Красным по золотому, на самом видном месте на их этаже в училище – моральный кодекс строителя коммунизма. Проходя мимо, Виктор каждый раз непроизвольно цеплялся глазами за ряды ровных букв. В мозгу переплавлялись слова и точили сердце: не попадал он в разряд строителей коммунизма. А так хотелось!
– Ты же не такой! – Плакала мама еще неделю назад, после того как накануне с отцом укладывала его пьяного с бессмысленно-остекленевшими глазами на диван.
Да, он не такой. Он знает, что не такой. Но ведь именно он, Виктор, а не кто-то другой, чуть больше года назад в который уже раз воспитывал солдата, избивая того под палящим выцветшим афганским небом.
Этот узбек бы наркоманом и ящик гранат обменял у духов на чарс.
Сначала усердствовал замполит роты. Побелевший от ярости старлей схватил узкоплечего солдата за шею и с силой бил головой в броню боевой машины пехоты. Узбек, зажмурив глаза, покорно таранил башкой обшарпанный бээмпэ.
Когда политработник обессилил от подобной политико-воспитательной работы, на смену пришел Егоров.
– Ничего, – сказал Виктор старлею, когда солдат ничком остался лежать в пыли возле гусениц боевой машины. – Оклемается, отдай его в роту нашим дембелям на пару дней! – Замполит согласно кивнул, потирая разбитый кулак, а затем вздохнул: – Правильно говорят: в нашем политическом деле главное все-таки ручка. Правая ручка. – И он, матерясь, попробовал пошевелить кровоточащими пальцами. Виктор засмеялся.
Ведь это он, Егоров, со злобой опускал железный приклад автомата на стриженую голову механика-водителя, когда тот начал бить ногой по тормозам в самом опасном участке трассы, заметив разворачивающийся на дороге афганский грузовик – простейшую духовскую ловушку.
– Вперед, Ванька! Вперед! – орал офицер. – Скорость! На полную! Убью, если тормознешь! – рычал он, не успевая даже материться, понимая, что всех могут отправить на тот свет значительно раньше, нежели он, Егоров, пристрелит водителя за трусость, которая всех их – восьмерых на броне и в ней – сведет в могилу.
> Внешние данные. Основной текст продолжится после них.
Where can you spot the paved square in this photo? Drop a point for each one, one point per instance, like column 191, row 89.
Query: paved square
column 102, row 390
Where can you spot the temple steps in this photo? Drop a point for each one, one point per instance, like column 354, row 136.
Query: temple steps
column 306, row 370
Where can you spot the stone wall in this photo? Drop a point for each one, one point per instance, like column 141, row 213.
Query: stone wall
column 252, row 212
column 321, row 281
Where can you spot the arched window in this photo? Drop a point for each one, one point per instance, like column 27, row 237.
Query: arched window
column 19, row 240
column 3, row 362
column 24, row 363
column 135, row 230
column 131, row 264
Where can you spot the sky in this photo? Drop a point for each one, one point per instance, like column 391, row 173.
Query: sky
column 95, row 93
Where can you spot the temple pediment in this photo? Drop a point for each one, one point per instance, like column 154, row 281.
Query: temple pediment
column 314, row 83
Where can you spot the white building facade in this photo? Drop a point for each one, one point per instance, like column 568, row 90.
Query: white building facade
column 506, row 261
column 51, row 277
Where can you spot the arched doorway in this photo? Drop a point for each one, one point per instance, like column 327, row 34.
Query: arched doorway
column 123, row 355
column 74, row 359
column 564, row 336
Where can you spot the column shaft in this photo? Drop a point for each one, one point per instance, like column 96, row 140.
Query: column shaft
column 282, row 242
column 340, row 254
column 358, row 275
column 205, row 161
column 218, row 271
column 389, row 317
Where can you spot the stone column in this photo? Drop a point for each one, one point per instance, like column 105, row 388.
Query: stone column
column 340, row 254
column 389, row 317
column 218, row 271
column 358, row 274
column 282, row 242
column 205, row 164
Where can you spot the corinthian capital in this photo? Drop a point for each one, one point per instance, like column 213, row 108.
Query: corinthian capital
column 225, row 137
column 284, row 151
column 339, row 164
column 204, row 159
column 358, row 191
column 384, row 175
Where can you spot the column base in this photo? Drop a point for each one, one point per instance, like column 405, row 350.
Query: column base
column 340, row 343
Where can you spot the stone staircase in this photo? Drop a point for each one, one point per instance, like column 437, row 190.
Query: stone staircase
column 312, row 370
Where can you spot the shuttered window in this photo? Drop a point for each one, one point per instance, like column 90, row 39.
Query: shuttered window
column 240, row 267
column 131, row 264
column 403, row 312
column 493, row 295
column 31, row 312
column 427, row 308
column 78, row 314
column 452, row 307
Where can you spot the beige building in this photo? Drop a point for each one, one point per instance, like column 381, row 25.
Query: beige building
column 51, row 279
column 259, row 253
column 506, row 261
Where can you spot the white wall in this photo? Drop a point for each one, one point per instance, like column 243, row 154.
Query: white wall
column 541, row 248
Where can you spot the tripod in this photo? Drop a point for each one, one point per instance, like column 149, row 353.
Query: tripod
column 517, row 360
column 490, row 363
А быть может, и к худшему – плену.
Ванька, сгорбившись, как вопросительный знак, необъяснимым чудом пролетел между машиной и огромной канавой, за которой начинались густые духовские сады.
Лейтенант, каким-то двадцатым чувством ухватив взглядом хищный конус гранатомета, высунувшийся из-под мостика над канавой, саданул туда длинную очередь, чтобы потом начать срезать чуть покачивающиеся веточки за ней.
Приклад отдавал в плечо, Егоров мгновенно перезаряжал магазины, обжигая руку о раскаленный ствол, и орал:
– Взять захотели? А! А-А-А-А! Не возьмешь!!! Советские не сдаются!!
Потом, в полку, он поставил маленького тщедушного Ваньку перед собой и вкрадчиво, почти ласково спросил:
– Сколько раз можно тебе, ублюдку и недоноску, одно и то же повторять? Сколько раз тебе про подобные штуки рассказывал? Сколько предупреждал? Что, забыл, какие в том кишлачке духи обнаглевшие? Ты же всех нас под смерть подводил! Или в плен захотел? Что, тебя давно не имели крепкие афганские парни? Хочется попробовать? Так давай я тебя к нашим местным педрилам, которые на свинарнике впахивают, отдам?! Их опустили, потому что они в горах обхезались, и теперь они там свиней пользуют. И тебя, недоносок, опустят. Знаешь, с каким удовольствием они это сделают? Ведь этим скотам приятно будет понимать, что ты еще ниже их станешь, потому что именно они тебя опускать будут!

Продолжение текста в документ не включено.